For outpatient rehabilitation, make sure your doctor refers you to services that follow accepted medical standards for your condition, and that the amount of therapy ordered is reasonable and necessary. Your doctor should indicate all this and clearly show your condition before, during, and after treatment, proving real, lasting improvement.

To ensure Medicare covers your inpatient rehabilitation, follow the guidelines outlined below.

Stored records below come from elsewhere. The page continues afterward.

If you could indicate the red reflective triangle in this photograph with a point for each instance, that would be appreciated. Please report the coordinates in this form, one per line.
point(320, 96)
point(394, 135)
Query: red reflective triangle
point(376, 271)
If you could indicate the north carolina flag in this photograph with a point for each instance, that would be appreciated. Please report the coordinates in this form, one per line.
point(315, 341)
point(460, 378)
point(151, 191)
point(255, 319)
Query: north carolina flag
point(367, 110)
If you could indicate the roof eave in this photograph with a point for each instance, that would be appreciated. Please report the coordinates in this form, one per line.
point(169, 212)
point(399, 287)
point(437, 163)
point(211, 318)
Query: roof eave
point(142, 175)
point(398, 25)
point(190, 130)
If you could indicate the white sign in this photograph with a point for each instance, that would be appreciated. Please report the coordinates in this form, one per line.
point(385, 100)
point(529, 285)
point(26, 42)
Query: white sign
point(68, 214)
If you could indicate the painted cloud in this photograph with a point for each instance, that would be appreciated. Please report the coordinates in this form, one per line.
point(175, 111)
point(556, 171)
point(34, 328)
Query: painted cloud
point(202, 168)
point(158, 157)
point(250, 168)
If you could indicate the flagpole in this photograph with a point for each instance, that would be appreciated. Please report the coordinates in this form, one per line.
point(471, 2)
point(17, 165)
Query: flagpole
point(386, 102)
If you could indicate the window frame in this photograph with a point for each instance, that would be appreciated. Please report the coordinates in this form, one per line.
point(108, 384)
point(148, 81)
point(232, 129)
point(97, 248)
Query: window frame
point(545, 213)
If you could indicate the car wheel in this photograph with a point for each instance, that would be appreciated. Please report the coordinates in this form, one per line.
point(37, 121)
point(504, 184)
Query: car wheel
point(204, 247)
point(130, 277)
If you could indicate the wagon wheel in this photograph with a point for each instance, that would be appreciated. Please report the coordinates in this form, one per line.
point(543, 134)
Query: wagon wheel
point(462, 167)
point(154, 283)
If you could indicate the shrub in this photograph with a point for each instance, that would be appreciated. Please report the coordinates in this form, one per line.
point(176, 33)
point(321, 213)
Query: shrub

  • Make sure you’re enrolled in Medicare: You can enroll in Medicare from 3 months before to 3 months after your 65th birthday month. Other options include open enrollment (October 15 to December 7), Medicare Advantage enrollment (January 1–March 31), or a special enrollment period if you qualify.
  • Confirm you meet the 3-day rule: Your hospital admission must be officially ordered by your doctor. Time spent under observation or in the ER doesn’t count toward the 3-day requirement, and the days must be consecutive. The discharge day also doesn’t count.
  • Keep an eye on the 60-day rule: Leaving a skilled nursing facility (SNF) can affect your Medicare coverage. You may appeal a discharge, but a break over 30 days requires a new 3-day hospital stay, and a break of 60 consecutive days resets your benefit period with up to 100 new SNF coverage days.
  • If you’re having surgery, check Medicare’s “inpatient only” list: Some surgeries are always inpatient, so the 3-day rule doesn’t apply, and Medicare covers rehab automatically. These are listed on Medicare’s inpatient-only list.
  • Check your doctor’s order: To ensure Medicare coverage for your inpatient rehabilitation, your doctor will have to certify that you need the following:
    • access to a medical doctor 24 hours per day
    • frequent interaction with a doctor during your recovery
    • access to a registered nurse with a specialty in rehabilitation services
    • therapy for at least 3 hours per day, 5-7 days per week, which is known as the 3-hour rule
    • a multidisciplinary team to care for you, including a doctor, a rehabilitation nurse, and at least one therapist

If you want to confirm you’re following Medicare procedures to the letter, you can also contact Medicare directly at 800-MEDICARE (800-633-4227 or TTY: 877-486-2048).

Original Medicare and Medicare Advantage plans pay for inpatient and outpatient rehabilitation if your doctor certifies that this is medically necessary.

Medicare will cover your rehab if you meet certain important conditions. However, you’ll still have to pay for the cost of coinsurance and deductibles, even with Medicare coverage.

While you’re in rehab, a team of nurses, doctors, and therapists will provide your care. They can help you get back on your feet as quickly and safely as possible.